内容証明郵便で送付することにより、カード会社に対して正式に請求を行った事実が記録として残り、時効の完成を一時的に猶予させる効果も期待できます。

ステップ4:カード会社と返還金額や返還時期を交渉する

過払い金返還請求書を送付後、カード会社の担当者から連絡があり、返還に向けた交渉が始まります。
主な交渉内容は、返還される過払い金の割合と、支払われる時期です。
カード会社側は、経営状況などを理由に、発生した過払い金の満額ではなく、7割や8割といった減額した金額での和解を提案してくることが少なくありません。
また、返還時期についても数ヶ月先を提示される場合があります。
個人で交渉すると、法律知識や交渉経験の差から不利な条件で合意してしまう可能性もあるため、専門家を代理人として交渉を進める方が有利な結果を得やすくなります。

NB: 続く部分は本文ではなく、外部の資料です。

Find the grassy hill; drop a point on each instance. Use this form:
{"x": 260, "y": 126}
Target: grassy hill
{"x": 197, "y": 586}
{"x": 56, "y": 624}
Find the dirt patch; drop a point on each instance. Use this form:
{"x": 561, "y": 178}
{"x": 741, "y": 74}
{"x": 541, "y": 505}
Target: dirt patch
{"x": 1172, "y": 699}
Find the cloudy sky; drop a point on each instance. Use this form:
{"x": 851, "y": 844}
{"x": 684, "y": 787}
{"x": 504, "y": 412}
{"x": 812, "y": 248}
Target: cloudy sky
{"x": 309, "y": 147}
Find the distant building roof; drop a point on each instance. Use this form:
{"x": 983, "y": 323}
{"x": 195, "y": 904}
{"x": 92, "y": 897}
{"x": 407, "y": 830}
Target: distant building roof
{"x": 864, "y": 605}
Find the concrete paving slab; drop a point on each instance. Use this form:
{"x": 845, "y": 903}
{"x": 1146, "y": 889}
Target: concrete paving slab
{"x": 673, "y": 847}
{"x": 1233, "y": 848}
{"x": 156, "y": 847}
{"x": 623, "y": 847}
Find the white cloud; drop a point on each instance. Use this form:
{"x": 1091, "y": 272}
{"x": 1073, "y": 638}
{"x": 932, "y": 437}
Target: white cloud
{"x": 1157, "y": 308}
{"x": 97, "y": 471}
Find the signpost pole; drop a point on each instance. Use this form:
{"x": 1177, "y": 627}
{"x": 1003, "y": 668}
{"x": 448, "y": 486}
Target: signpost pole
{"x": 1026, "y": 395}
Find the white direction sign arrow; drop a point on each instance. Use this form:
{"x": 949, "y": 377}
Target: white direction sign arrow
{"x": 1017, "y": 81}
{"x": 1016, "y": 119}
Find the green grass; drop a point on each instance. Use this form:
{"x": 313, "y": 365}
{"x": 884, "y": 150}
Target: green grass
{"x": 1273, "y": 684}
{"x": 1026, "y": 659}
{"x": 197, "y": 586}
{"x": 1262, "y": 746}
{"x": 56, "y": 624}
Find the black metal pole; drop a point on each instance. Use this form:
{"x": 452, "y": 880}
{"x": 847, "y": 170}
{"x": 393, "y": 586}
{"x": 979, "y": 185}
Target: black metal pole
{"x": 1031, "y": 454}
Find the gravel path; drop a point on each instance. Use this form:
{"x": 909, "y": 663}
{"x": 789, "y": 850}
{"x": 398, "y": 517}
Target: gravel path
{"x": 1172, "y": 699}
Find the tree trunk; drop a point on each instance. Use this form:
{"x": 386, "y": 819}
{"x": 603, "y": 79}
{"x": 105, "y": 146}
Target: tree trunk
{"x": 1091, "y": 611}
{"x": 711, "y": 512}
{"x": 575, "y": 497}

ステップ5:交渉がまとまらない場合は裁判で解決を目指す

交渉を行っても、返還される金額や時期についてカード会社と合意に至らない場合は、裁判所に「過払い金返還請求訴訟」を提起して、法的な解決を目指すことになります。
裁判を起こすことで、交渉段階では応じてもらえなかった条件での返還が期待でき、特に過払い金の元本に加えて、年3%(または旧民法の年5%)の利息を上乗せして請求できる点が大きなメリットです。
ただし、裁判手続きは専門的で複雑であり、解決までに半年以上の期間を要することもあります。
そのため、訴訟に移行する段階では、弁護士などの法律専門家のサポートを受けることが不可欠となります。

過払い金がなくてもリボ払いの負担を軽くする方法

調査の結果、過払い金が発生していなかったり、請求の条件を満たしていなかったりする場合でも、リボ払いの返済に苦しんでいる状況を改善する方法はあります。
過払い金請求以外の選択肢として、「債務整理」という法的な手続きを検討することが可能です。
債務整理にはいくつかの種類があり、それぞれの状況に応じて、将来の利息をカットしたり、借金の元本そのものを減額したりすることで、月々の返済負担を軽減し、生活の再建を目指すことができます。

将来の利息をカットして元本を返済する任意整理

任意整理は、裁判所を介さずに、弁護士や司法書士が代理人となってカード会社と直接交渉する方法です。
この手続きの主な目的は、今後の返済で発生するはずだった利息(将来利息)をカットしてもらい、残った元本のみを3年から5年程度の期間で分割して返済していく和解を結ぶことです。
利息がなくなることで、毎月の返済がすべて元本の減少にあてられるため、着実に借金を減らしていくことが可能になります。
手続きが比較的簡単で、整理する対象の借金を選べるため、保証人がついているローンなどを除外して手続きを進めることもできます。

借金を大幅に減額できる個人再生

個人再生は、裁判所に申し立てを行うことで、借金の総額を大幅に減額する手続きです。
法律で定められた基準に基づき、借金を5分の1から10分の1程度にまで圧縮し、その減額後の金額を原則3年間で分割して返済していきます。
任意整理では返済の継続が難しいほど借金が膨らんでしまった場合に有効な手段です。
また、「住宅ローン特則」という制度を利用すれば、住宅ローンが残っている持ち家を手放すことなく、それ以外の借金だけを整理できるという大きな特徴があります。
ただし、手続きが複雑で、利用するには安定した収入があることなどの条件が求められます。

返済義務が免除される自己破産

自己破産は裁判所に支払い不能であることを申し立て免責許可決定を得ることで税金などの一部を除いたすべての借金の返済義務を免除してもらう手続きです。
収入がなかったり借金額が大きすぎたりして任意整理や個人再生を行っても返済の見込みが立たない場合の最終的な救済手段です。
借金がゼロになるという非常に強力な効果がある一方で持ち家や車など一定以上の価値を持つ財産は処分されるほか手続き中は警備員や保険募集人など一部の職業に就けなくなる資格制限といったデメリットも伴います。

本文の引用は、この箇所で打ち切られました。